Abstract:

Bioluminescence imaging (BLI) is a powerful tool for in vivo detection of biological events or processes. BLI relies on light production from a chemical reaction, the luciferase-catalyzed oxidation of a small molecule substrate (luciferin). While powerful, BLI has been historically limited in scope. One challenge is imaging more than one population or cellular feature. Selective luciferase-luciferin pairs have been developed to address this limitation. However, the field has largely been stuck at imaging only two populations. Diverse luciferin architectures are required for higher order multiplexing. A second major limitation is that applying bioluminescent pairs in tandem requires long imaging times, so BLI often cannot be used to monitor dynamic multicellular interactions. Finally, multiplexing at the microscale is especially challenging, as bioluminescent tools are often too dim to detect on standard microscopes.

  
To address these limitations, I have developed new probes and platforms for rapid, multiplexed bioluminescence imaging from the macroscale to the microscale. First, I synthesized a panel of luciferin analogs comprising a naphthalene core and amine substituents. These analogs were robust substrates for the native luciferase in vitro and in cellulo. They could easily be applied in tandem with other structurally distinct luciferins. Next, I developed a platform for rapid imaging of bioluminescent tools.
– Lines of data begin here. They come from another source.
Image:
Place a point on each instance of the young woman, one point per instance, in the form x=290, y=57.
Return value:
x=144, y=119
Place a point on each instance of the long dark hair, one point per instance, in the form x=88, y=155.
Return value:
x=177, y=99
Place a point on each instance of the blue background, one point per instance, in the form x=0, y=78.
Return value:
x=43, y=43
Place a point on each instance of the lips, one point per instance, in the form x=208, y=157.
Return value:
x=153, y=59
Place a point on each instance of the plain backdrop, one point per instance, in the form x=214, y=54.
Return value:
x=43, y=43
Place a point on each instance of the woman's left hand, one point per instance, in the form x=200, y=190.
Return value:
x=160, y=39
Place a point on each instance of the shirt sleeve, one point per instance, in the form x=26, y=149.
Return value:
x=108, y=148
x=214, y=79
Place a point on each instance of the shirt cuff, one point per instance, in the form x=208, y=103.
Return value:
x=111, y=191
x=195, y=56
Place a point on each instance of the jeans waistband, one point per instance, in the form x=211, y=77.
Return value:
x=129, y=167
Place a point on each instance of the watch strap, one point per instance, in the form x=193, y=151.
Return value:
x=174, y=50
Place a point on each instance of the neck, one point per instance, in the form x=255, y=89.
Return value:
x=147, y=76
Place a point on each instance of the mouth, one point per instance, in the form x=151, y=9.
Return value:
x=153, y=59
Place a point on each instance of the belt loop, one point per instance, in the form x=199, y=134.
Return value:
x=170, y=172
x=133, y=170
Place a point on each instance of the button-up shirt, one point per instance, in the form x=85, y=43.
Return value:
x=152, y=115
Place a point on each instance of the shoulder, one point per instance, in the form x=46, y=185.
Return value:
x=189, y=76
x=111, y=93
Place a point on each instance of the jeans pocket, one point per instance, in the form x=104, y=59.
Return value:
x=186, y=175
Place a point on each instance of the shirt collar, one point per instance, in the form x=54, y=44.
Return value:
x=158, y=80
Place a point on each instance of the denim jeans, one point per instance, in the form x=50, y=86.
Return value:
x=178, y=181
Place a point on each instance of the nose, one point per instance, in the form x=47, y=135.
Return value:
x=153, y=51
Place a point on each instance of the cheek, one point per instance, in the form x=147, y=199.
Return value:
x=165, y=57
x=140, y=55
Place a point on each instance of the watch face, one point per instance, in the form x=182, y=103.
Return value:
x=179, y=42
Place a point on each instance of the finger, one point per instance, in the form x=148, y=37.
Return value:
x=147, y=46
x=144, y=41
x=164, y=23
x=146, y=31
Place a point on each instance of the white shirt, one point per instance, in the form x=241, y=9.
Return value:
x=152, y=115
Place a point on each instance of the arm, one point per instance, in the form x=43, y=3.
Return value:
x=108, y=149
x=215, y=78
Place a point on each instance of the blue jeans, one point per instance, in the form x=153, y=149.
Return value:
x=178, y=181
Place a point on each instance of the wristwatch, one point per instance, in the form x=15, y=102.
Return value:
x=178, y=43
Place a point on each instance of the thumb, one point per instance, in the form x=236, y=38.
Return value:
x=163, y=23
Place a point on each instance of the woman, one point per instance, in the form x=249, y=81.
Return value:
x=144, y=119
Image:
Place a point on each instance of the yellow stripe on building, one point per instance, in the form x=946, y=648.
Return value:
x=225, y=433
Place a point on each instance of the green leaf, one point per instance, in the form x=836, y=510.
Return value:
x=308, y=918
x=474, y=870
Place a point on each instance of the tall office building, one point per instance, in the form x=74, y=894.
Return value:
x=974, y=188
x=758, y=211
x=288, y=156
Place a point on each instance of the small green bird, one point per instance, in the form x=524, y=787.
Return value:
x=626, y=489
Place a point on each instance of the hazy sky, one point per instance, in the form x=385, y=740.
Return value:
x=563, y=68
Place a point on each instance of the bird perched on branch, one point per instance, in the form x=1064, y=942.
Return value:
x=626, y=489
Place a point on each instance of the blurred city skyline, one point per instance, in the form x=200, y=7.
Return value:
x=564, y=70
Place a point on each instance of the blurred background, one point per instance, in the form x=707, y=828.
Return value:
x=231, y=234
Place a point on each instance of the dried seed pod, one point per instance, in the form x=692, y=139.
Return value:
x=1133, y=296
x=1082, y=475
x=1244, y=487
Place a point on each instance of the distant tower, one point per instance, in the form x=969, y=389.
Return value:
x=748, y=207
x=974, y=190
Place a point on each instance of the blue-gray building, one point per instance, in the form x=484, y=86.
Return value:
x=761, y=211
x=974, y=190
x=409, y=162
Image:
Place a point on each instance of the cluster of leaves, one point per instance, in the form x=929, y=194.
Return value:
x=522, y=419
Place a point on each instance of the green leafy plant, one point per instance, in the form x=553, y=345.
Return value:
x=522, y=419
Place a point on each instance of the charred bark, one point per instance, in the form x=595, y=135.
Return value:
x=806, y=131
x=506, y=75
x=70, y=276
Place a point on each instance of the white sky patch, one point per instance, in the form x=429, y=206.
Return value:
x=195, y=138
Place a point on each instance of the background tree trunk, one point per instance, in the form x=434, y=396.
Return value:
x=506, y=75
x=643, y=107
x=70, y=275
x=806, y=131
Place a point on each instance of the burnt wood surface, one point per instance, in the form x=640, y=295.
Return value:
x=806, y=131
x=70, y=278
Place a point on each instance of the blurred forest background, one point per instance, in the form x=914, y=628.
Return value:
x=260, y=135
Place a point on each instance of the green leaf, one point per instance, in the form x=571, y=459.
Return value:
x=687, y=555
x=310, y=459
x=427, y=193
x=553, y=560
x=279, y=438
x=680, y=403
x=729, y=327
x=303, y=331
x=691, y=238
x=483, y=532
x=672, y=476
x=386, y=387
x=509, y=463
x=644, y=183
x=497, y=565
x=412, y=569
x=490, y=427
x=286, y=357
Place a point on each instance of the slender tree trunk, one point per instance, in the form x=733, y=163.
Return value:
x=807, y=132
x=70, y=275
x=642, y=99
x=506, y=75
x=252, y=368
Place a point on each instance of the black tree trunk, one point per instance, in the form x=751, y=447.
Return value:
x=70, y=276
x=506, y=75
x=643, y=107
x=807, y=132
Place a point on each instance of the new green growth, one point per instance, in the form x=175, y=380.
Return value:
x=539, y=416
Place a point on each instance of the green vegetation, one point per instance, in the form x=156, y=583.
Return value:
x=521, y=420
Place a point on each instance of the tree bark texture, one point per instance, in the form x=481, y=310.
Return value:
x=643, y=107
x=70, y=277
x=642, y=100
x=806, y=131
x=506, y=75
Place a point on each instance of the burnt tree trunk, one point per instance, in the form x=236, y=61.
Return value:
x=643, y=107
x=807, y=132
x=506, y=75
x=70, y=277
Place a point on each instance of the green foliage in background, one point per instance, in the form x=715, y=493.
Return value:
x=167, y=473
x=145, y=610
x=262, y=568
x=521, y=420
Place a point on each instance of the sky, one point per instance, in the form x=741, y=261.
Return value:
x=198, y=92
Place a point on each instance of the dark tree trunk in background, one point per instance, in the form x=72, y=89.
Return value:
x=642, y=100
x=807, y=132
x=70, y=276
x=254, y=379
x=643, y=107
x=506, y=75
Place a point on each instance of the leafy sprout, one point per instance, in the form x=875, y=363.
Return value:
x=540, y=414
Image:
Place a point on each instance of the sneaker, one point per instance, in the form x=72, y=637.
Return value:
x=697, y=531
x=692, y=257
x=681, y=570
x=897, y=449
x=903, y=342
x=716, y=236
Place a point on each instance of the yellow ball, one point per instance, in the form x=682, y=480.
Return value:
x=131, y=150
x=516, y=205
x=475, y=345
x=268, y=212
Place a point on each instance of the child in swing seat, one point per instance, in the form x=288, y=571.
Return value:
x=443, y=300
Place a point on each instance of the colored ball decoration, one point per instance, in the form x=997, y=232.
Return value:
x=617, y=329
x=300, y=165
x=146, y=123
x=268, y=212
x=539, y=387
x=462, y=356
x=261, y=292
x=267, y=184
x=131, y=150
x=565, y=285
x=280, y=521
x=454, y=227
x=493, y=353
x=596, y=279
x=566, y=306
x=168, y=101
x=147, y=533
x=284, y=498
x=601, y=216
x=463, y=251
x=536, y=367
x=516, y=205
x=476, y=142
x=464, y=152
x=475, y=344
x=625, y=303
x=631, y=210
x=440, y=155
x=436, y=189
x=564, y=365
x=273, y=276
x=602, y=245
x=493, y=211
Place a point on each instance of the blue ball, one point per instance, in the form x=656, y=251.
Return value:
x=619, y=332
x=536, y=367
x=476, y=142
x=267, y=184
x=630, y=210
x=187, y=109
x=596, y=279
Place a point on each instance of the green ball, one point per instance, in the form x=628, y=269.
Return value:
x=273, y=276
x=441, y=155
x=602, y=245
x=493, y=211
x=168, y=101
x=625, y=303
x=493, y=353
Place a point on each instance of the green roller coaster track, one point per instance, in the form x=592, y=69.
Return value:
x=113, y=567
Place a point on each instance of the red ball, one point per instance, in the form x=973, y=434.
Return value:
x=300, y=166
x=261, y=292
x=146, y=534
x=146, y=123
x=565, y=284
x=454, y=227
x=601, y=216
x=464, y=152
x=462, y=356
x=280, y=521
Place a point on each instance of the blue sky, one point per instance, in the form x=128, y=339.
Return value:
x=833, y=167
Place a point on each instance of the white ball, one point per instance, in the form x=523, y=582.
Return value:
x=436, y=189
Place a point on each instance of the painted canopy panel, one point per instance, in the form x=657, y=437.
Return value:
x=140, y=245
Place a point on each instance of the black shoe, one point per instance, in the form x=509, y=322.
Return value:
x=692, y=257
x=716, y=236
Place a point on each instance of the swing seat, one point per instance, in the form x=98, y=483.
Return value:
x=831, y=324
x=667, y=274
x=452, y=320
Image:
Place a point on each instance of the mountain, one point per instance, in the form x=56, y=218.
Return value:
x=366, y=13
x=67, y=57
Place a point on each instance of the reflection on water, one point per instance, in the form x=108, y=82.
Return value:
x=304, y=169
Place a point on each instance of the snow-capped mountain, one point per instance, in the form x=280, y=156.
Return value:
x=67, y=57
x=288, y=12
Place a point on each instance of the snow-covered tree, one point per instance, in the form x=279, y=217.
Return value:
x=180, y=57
Complex mixture of reporters could be resolved and quantified on the minutes-to-hours time scale, a substantial improvement over conventional approaches. Finally, I worked with collaborators to establish a method for multiplexed bioluminescence imaging at the microscale. This work merged BLI with phasor analysis, a method commonly used to distinguish spectrally similar fluorophores. With the bioluminescent phasor method, we were able to perform multiplexed, continuous imaging of subcellular features and tumor spheroids. Overall, the bioluminescence imaging tools that I have developed will dramatically expand the number of targets that we can image in tandem, and broaden our understanding of biological processes and interactions.